7.0 KiB
Aegis — Scoring System
Aegis uses a granular 0–100 scoring system to measure security coverage at multiple levels: individual techniques, tactics, threat actors, and the overall organization.
Technique Score (0–100)
Each ATT&CK technique receives a composite score based on five weighted components:
| Component | Default Weight | Description |
|---|---|---|
| Tests Validated | 40% | Ratio of detected tests to total validated tests |
| Detection Rules | 20% | Number of active detection rules linked to the technique |
| D3FEND Coverage | 15% | Number of D3FEND defensive techniques mapped |
| Freshness | 15% | How recent the latest validated test is |
| Platform Diversity | 10% | Coverage across different platforms (Windows, Linux, macOS) |
Tests Validated Component
score = (detected_tests / total_validated_tests) × weight
- Only tests in
validatedstate are counted detectedmeansdetection_result = "detected"- Example: 2 detected out of 3 validated →
2/3 × 40 = 26.7
Detection Rules Component
score = min(active_rules / 3, 1.0) × weight
- Counts active detection rules linked to the technique's
mitre_id - 3+ rules gives full marks (capped at 1.0)
- Example: 2 active rules →
2/3 × 20 = 13.3
D3FEND Coverage Component
score = min(d3fend_mappings / 2, 1.0) × weight
- Counts D3FEND defensive technique mappings
- 2+ mappings gives full marks
- Example: 1 mapping →
1/2 × 15 = 7.5
Freshness Component
days = (now - newest_validated_test.red_validated_at).days
score = max(0, 1.0 - days / 180) × weight
- 0 days old = full freshness score
- 180+ days old = 0 (completely stale)
- Linear decay between 0 and 180 days
- Example: test is 60 days old →
(1 - 60/180) × 15 = 10.0
Platform Diversity Component
platforms_covered = unique platforms across validated tests
score = min(platforms_covered / 3, 1.0) × weight
- Counts unique platforms (windows, linux, macos) from validated tests
- 3+ platforms gives full marks
- Example: windows + linux →
2/3 × 10 = 6.7
Example Calculation
A technique with:
- 2/3 tests detected, 2 detection rules, 1 D3FEND mapping, 60 days old, 2 platforms
Tests: (2/3) × 40 = 26.7
Detection: (2/3) × 20 = 13.3
D3FEND: (1/2) × 15 = 7.5
Freshness: (1 - 60/180) × 15 = 10.0
Platform: (2/3) × 10 = 6.7
─────
Total: 64.2
Configuring Weights
Weights are configurable via environment variables or the admin API. They must sum to 100.
Environment Variables
SCORING_WEIGHT_TESTS=40
SCORING_WEIGHT_DETECTION_RULES=20
SCORING_WEIGHT_D3FEND=15
SCORING_WEIGHT_FRESHNESS=15
SCORING_WEIGHT_PLATFORM_DIVERSITY=10
API Configuration
# Get current weights
GET /api/v1/scores/config
# Update weights (admin only)
PATCH /api/v1/scores/config
{
"tests": 50,
"detection_rules": 20,
"d3fend": 10,
"freshness": 10,
"platform_diversity": 10
}
Note: Runtime changes do not persist across restarts.

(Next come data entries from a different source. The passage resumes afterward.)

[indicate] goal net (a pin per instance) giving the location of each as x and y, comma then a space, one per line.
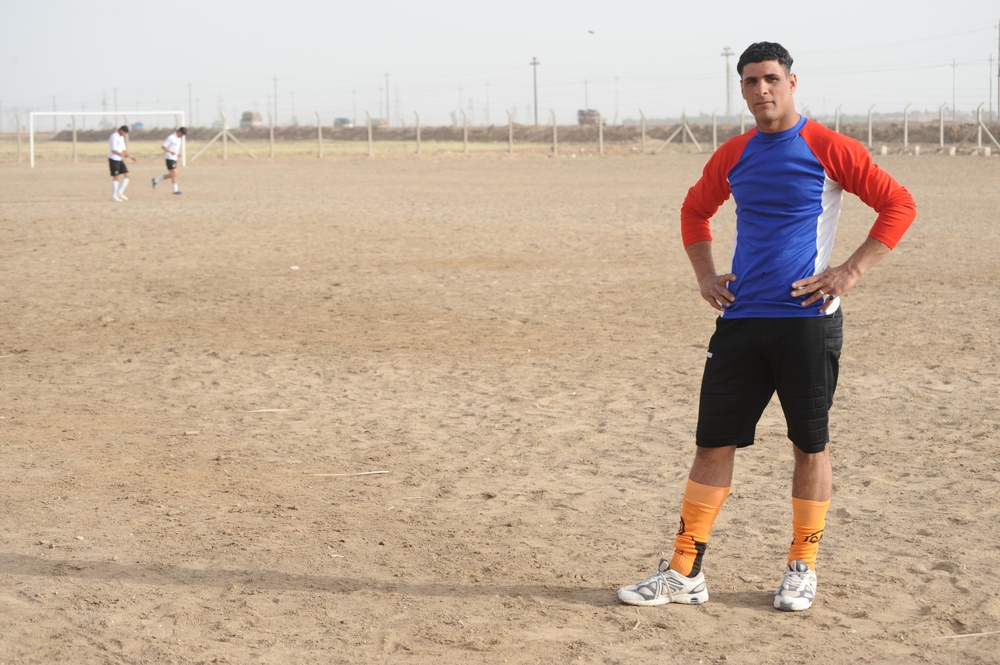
176, 118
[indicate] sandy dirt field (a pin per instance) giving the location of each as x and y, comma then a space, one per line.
437, 409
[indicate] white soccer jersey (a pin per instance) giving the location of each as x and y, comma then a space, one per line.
116, 142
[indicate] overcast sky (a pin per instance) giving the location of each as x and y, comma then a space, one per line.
438, 58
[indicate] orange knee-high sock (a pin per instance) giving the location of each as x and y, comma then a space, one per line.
699, 509
808, 522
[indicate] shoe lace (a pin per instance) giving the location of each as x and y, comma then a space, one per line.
797, 581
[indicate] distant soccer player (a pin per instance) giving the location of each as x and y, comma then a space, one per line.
117, 154
171, 148
780, 327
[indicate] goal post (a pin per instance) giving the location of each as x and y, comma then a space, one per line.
177, 115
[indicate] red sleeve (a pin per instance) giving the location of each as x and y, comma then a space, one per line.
711, 191
848, 162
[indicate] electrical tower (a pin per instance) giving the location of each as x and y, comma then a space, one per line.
726, 52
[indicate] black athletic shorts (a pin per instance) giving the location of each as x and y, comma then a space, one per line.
750, 359
117, 167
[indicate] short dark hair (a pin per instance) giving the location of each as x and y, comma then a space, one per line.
763, 52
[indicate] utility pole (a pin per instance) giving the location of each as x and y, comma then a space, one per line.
534, 65
954, 66
726, 52
387, 112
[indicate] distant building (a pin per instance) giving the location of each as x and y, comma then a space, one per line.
588, 116
251, 119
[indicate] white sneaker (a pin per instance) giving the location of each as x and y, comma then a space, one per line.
666, 586
798, 589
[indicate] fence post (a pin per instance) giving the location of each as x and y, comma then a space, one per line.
979, 129
906, 126
715, 130
319, 134
465, 133
417, 116
642, 139
510, 133
870, 113
600, 133
555, 134
941, 126
371, 149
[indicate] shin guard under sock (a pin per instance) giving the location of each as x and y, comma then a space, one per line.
808, 522
701, 506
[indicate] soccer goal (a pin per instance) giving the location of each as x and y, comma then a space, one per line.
178, 118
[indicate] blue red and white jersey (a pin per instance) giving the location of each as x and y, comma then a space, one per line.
788, 188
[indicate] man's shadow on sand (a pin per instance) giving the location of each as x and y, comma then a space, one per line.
272, 580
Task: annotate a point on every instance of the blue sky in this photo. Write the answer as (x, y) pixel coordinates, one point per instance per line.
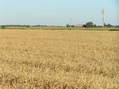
(58, 12)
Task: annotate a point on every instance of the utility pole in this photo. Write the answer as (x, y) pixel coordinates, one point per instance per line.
(103, 17)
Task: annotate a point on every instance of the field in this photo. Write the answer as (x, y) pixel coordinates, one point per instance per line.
(59, 59)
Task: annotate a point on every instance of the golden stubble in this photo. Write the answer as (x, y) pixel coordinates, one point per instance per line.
(46, 59)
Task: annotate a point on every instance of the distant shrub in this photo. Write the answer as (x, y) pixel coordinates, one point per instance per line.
(3, 27)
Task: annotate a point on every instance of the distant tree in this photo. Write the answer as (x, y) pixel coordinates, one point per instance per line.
(3, 27)
(108, 25)
(68, 25)
(89, 24)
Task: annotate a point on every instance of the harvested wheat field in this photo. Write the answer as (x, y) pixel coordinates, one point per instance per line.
(46, 59)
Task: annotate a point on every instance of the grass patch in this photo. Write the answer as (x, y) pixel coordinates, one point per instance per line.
(113, 29)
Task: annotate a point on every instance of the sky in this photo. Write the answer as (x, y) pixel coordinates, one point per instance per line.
(58, 12)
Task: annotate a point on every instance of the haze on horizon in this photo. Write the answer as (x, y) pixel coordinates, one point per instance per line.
(58, 12)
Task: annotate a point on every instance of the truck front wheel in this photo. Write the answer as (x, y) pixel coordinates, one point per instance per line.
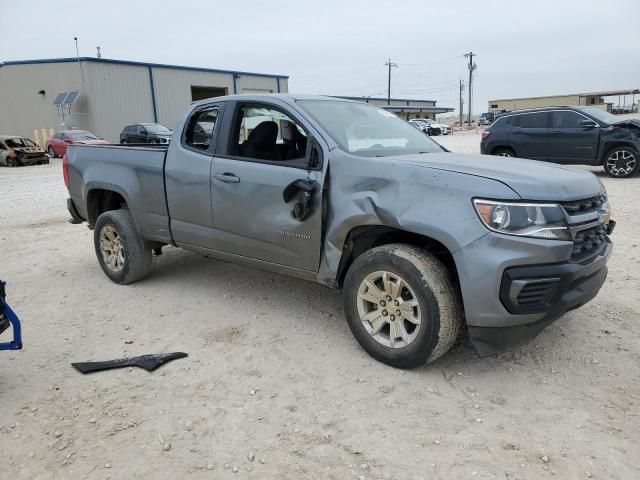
(122, 254)
(401, 305)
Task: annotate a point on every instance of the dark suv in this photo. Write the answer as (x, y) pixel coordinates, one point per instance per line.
(146, 133)
(569, 135)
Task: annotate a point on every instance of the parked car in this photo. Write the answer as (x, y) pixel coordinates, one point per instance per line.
(146, 133)
(348, 195)
(444, 129)
(57, 144)
(486, 118)
(569, 135)
(425, 125)
(16, 151)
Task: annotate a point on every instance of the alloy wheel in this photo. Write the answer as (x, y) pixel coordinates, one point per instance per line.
(389, 309)
(621, 163)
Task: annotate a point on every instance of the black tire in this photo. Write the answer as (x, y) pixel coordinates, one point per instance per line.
(503, 152)
(621, 162)
(137, 255)
(436, 295)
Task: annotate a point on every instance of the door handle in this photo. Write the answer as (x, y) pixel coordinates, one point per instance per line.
(227, 177)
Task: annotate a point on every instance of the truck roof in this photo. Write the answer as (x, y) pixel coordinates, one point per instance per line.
(287, 97)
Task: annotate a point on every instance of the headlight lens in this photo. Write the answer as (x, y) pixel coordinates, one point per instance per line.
(538, 220)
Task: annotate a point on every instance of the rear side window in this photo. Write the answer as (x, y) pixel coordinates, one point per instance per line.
(532, 120)
(566, 119)
(200, 128)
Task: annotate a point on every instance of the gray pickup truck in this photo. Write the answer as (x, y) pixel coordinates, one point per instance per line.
(423, 242)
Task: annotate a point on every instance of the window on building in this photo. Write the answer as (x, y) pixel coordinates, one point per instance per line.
(200, 128)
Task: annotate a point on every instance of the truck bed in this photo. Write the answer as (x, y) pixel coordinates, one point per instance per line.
(135, 171)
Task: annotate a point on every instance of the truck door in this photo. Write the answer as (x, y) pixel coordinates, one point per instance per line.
(530, 136)
(260, 176)
(569, 141)
(188, 178)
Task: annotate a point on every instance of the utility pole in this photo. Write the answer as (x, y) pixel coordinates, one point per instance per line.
(395, 65)
(472, 67)
(79, 62)
(461, 102)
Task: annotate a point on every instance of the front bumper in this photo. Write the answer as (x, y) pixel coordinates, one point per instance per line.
(533, 285)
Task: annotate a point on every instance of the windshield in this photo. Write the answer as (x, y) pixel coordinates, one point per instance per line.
(80, 136)
(157, 129)
(601, 115)
(16, 142)
(366, 130)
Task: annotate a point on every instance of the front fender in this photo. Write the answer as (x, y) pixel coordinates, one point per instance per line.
(420, 200)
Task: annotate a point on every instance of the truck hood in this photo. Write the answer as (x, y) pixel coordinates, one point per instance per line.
(530, 179)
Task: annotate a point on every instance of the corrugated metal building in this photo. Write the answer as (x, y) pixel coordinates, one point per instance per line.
(113, 93)
(406, 108)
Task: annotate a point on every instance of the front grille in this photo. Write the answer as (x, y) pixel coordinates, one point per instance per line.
(589, 242)
(578, 207)
(536, 294)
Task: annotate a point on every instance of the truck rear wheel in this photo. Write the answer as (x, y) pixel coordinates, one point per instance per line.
(122, 253)
(402, 306)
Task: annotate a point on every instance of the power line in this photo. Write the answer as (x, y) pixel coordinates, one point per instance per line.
(472, 66)
(394, 65)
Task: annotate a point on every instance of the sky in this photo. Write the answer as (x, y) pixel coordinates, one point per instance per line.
(523, 48)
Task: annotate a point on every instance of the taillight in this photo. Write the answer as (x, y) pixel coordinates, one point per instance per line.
(65, 170)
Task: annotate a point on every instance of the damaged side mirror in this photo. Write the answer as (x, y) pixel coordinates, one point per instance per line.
(302, 190)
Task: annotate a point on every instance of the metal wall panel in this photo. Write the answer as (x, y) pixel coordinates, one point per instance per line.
(119, 95)
(113, 95)
(23, 109)
(173, 90)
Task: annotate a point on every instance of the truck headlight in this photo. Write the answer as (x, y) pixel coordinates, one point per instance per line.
(538, 220)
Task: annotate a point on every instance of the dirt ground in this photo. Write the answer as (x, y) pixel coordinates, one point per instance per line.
(275, 386)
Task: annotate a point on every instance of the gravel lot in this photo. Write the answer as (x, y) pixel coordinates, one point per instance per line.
(276, 387)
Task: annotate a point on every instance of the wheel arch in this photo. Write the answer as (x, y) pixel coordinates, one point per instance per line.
(103, 199)
(610, 145)
(363, 238)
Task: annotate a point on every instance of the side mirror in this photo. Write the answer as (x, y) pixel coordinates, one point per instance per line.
(302, 208)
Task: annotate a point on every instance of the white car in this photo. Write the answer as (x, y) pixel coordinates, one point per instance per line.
(444, 129)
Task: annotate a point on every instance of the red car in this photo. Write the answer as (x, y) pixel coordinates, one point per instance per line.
(56, 145)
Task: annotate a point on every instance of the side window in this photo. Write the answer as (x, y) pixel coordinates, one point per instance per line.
(566, 119)
(200, 128)
(533, 120)
(265, 133)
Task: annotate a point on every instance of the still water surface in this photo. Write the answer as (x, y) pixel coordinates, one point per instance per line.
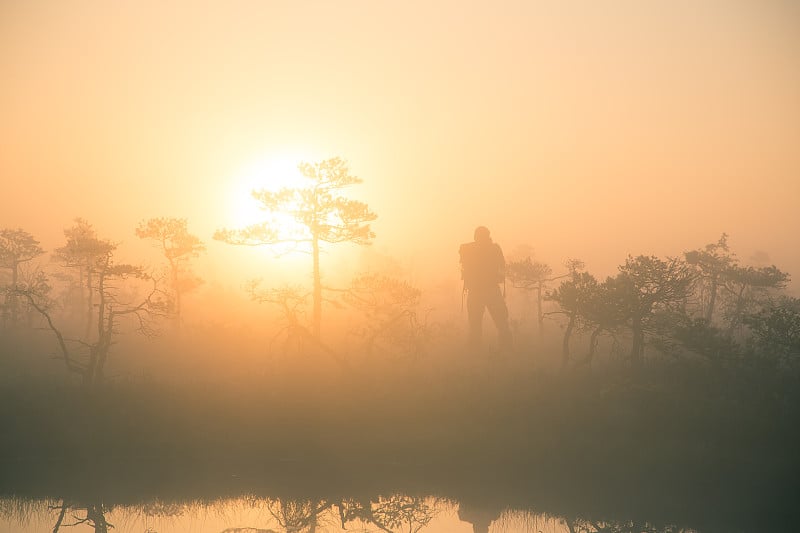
(264, 515)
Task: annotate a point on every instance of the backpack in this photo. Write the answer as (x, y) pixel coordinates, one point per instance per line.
(482, 264)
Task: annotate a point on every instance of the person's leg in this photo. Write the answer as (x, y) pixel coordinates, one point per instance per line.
(475, 307)
(499, 313)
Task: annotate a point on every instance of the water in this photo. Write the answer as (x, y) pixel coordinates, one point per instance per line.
(395, 513)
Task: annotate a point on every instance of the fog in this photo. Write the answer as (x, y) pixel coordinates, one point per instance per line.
(636, 163)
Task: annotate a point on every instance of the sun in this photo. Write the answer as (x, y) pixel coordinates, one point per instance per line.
(273, 172)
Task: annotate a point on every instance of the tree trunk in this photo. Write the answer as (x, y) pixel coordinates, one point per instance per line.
(317, 287)
(637, 346)
(712, 300)
(565, 341)
(539, 314)
(89, 304)
(592, 346)
(12, 297)
(174, 271)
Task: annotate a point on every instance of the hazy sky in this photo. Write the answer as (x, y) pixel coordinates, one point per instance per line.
(584, 129)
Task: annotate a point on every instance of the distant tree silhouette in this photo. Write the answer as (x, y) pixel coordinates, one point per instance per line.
(172, 238)
(531, 275)
(648, 285)
(776, 328)
(321, 213)
(746, 289)
(17, 246)
(85, 252)
(114, 302)
(573, 296)
(389, 307)
(712, 262)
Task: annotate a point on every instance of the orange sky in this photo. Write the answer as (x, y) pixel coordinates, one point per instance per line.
(585, 129)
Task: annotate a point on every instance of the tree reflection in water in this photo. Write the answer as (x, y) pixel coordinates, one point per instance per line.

Update the .env file or environment variables for permanent changes.
Tactic Score
The tactic score is the average of all technique scores within that tactic:
tactic_score = mean(technique_scores for techniques in tactic)
Also provides:
techniques_total— number of techniques in the tactictechniques_evaluated— techniques with score > 0techniques_by_status— count by status (validated, partial, not_covered, not_evaluated)
API
GET /api/v1/scores/tactic/execution
GET /api/v1/scores/tactic/persistence
Threat Actor Coverage Score
Measures how well the organization is covered against a specific threat actor:
actor_score = mean(technique_scores for techniques used by actor)
Also provides:
techniques_total— techniques attributed to the actortechniques_covered— techniques with score > 0coverage_percentage— percentage of techniques covereduncovered_techniques— list of technique IDs with score = 0
API
GET /api/v1/scores/threat-actor/{actor_id}
Organization Score
The top-level organizational security score is a weighted average of four sub-scores:
| Sub-score | Weight | Description |
|---|---|---|
| Total Coverage | 40% | Average technique score across all evaluated techniques |
| Critical Coverage | 25% | Average score for techniques with high/critical severity templates |
| Detection Maturity | 20% | (triggered_rules / total_active_rules) × 100 |
| Response Readiness | 15% | (remediation_completed / remediation_total) × 100 |
org_score = total_coverage × 0.4
+ critical_coverage × 0.25
+ detection_maturity × 0.2
+ response_readiness × 0.15
Caching
The organization score is cached in-memory for 5 minutes. The cache is automatically invalidated when:
- A test is validated (state →
validated) - Scoring weights are updated via the API
API
GET /api/v1/scores/organization
Operational Metrics
In addition to coverage scores, Aegis tracks operational KPIs:
Mean Time to Detect (MTTD)
Time from test execution start (start_execution audit entry) to red team submission (submit_red).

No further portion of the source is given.